Alors les Djiboutiens de souche sont contraints, quand ils en ont encore les moyens, à l’étranger.

ARDHD :
Comment voyez-vous l’avenir de Djibouti ?

MSA :
Djibouti n’a aucun avenir, tant que Guelleh sera en place. La première chose est d’obtenir son départ, ce qui ne devrait pas tarder …

ARDHD :
Comment pouvez-vous être aussi catégorique ? Quels éléments vous permettent d’annoncer cela ?

MSA :
Le vent a tourné dans l’affaire Borrel. Les rebondissements se succèdent. Bientôt à un rythme plus accéléré encore . A mon avis Guelleh n’a plus le soutien de la Présidence française ni de sa diplomatie. La recherche des responsabilités pénales est en marche et Guelleh finira par être désigné pour son rôle effectif …. Sa position deviendra intenable et indéfendable, d’autant plus que d’autres affaires vont sortir dans les prochaines semaines …

ARDHD :
Quelles affaires ?

MSA :
Il est trop tôt pour vous donner des précisions, mais on pourrait imaginer par exemple, des liens avec des organisations terroristes qui sont combattues par les Américains, des trafics d’armes, d’alcool ou de stupéfiants, un trafic d’enfants somaliens et d’autres choses. Mais ce ne sont que des hypothèse à l’heure où je vous parle.

ARDHD :
Comment voyez-vous l’avenir ? Vous nous avez répondu de façon incomplète …

MSA :
Je vous l’ai dit, l’avenir passe par le départ de Guelleh. Ou bien il aura la sagesse de comprendre que c’est fini pour lui et qu’il faut abandonner le poste en rendant aux Djiboutiens tout ce qu’il leur a volé. Ou bien, il sera démis par une action judiciaire et il devra répondre de ses actes devant des tribunaux indépendants …

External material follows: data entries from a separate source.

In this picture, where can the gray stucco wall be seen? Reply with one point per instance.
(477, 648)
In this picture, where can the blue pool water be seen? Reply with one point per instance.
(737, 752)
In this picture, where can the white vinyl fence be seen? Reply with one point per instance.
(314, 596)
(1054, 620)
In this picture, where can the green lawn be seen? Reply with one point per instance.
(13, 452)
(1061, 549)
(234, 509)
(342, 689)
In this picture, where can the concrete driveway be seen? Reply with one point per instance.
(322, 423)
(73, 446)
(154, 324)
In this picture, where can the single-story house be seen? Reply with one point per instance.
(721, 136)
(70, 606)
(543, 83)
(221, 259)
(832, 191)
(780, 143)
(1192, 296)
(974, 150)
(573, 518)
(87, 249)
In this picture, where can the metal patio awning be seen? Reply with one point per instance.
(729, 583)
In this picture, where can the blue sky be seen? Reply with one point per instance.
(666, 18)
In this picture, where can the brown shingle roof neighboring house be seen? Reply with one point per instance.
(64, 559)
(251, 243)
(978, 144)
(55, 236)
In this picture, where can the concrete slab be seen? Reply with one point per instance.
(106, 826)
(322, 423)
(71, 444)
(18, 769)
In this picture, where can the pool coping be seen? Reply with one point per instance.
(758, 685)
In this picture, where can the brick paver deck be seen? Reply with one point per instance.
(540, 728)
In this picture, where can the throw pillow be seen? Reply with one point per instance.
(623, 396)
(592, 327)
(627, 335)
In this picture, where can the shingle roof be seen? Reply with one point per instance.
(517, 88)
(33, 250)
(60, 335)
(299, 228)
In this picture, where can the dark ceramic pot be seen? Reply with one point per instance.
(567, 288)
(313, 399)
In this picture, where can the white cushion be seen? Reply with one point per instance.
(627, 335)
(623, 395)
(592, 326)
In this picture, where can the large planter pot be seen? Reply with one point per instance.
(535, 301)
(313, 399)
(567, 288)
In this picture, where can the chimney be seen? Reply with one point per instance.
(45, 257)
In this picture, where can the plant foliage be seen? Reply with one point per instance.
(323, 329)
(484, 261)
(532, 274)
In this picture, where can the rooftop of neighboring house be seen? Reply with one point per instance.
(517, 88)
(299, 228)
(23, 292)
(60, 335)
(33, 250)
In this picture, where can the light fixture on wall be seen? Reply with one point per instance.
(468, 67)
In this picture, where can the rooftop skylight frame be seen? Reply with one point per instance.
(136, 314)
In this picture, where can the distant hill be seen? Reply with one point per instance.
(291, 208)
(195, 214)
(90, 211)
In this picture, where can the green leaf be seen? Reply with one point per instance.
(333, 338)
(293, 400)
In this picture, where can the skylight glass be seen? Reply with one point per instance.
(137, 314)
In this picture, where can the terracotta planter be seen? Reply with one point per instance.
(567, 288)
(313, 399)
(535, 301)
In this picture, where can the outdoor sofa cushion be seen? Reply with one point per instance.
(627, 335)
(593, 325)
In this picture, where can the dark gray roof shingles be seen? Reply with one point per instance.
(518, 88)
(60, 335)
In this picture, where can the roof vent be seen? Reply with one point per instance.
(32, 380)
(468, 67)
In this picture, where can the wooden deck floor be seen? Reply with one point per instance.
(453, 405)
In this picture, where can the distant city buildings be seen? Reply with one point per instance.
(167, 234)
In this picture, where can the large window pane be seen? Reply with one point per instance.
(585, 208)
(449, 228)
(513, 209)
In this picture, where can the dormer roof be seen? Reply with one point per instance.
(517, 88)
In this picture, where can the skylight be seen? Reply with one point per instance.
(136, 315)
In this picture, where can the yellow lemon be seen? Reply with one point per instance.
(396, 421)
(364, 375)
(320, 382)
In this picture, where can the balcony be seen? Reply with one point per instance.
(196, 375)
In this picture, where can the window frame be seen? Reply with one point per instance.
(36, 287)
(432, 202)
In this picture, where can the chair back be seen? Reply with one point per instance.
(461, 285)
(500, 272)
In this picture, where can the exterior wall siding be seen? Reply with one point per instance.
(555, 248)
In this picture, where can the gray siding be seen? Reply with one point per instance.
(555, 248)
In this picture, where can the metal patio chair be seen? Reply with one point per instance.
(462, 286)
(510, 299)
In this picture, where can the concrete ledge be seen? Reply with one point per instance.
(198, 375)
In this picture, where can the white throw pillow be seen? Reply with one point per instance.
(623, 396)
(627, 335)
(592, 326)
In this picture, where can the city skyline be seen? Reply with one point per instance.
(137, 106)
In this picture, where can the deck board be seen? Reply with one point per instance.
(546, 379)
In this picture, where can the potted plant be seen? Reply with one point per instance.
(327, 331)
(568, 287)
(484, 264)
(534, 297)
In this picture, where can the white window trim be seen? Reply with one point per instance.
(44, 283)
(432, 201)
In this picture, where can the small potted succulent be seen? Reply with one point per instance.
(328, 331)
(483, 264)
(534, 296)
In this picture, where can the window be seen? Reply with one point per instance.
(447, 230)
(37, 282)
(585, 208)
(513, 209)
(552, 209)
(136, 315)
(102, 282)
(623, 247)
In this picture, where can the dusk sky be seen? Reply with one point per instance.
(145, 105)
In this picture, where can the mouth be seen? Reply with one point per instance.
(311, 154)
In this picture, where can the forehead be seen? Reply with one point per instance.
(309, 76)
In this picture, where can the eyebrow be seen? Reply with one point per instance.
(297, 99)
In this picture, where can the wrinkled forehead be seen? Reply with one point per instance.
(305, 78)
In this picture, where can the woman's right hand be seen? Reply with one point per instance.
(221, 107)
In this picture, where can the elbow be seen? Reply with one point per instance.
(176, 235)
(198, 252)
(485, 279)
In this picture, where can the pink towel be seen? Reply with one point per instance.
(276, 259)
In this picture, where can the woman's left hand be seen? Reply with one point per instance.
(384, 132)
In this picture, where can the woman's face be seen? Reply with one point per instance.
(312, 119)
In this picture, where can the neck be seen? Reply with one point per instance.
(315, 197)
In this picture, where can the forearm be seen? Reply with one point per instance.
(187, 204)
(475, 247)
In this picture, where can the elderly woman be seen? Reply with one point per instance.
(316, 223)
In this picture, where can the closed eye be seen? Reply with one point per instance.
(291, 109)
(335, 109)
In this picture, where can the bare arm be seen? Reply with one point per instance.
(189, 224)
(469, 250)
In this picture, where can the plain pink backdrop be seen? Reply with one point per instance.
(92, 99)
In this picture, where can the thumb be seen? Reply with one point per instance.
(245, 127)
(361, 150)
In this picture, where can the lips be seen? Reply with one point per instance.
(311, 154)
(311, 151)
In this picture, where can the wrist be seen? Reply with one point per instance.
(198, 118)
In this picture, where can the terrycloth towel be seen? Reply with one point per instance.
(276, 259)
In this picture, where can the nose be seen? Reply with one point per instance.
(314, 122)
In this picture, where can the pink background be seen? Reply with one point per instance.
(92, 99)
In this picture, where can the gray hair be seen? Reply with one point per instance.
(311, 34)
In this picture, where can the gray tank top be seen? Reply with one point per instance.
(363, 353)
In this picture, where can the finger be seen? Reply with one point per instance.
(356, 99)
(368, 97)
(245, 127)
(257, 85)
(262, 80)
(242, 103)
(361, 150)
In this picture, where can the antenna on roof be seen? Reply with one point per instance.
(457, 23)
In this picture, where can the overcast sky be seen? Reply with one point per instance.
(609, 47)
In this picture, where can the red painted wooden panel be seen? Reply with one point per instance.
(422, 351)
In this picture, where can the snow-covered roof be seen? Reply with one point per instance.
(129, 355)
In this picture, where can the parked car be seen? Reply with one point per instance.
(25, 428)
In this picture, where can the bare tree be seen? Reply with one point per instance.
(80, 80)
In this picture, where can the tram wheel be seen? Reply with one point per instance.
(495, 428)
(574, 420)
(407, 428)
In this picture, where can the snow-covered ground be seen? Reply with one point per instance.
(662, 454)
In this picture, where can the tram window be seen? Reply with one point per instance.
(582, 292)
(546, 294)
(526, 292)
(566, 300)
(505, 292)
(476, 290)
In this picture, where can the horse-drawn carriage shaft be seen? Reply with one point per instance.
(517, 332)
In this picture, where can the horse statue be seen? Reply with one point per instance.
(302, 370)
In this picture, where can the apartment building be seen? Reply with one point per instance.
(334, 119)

Par ailleurs, je vous livre un scoop. Grâce au réseau qui a été constitué avec tous les sympathisants du GED, dont je suis le porte-parole, nous avons pu réunir des documents qui compromettent Guelleh et son régime. Ces documents ont été remis à l’U.E., à de nombreuses chancelleries et à des reponsables internationaux…

ARDHD :
Vous voulez dire que Guelleh pourrait ne plus être soutenu par une partie de la communauté internationale ?

MSA :
C’est exactement cela. Les jours de son régime sont comptés. Je le répète, pour lui, la seule issue est de quitter le pouvoir et de rendre le produit de ses malversations. Sinon, il y sera contraint.

Après son départ, en tant que membres du Gouvernement en Exil, nous prendrons nos responsabilités avec le concours de tous les opposants qui voudront se joindre à nous pour participer à la reconstruction du pays, aux rétablissements des valeurs républicaines et à l’instauration d’un Etat de droit.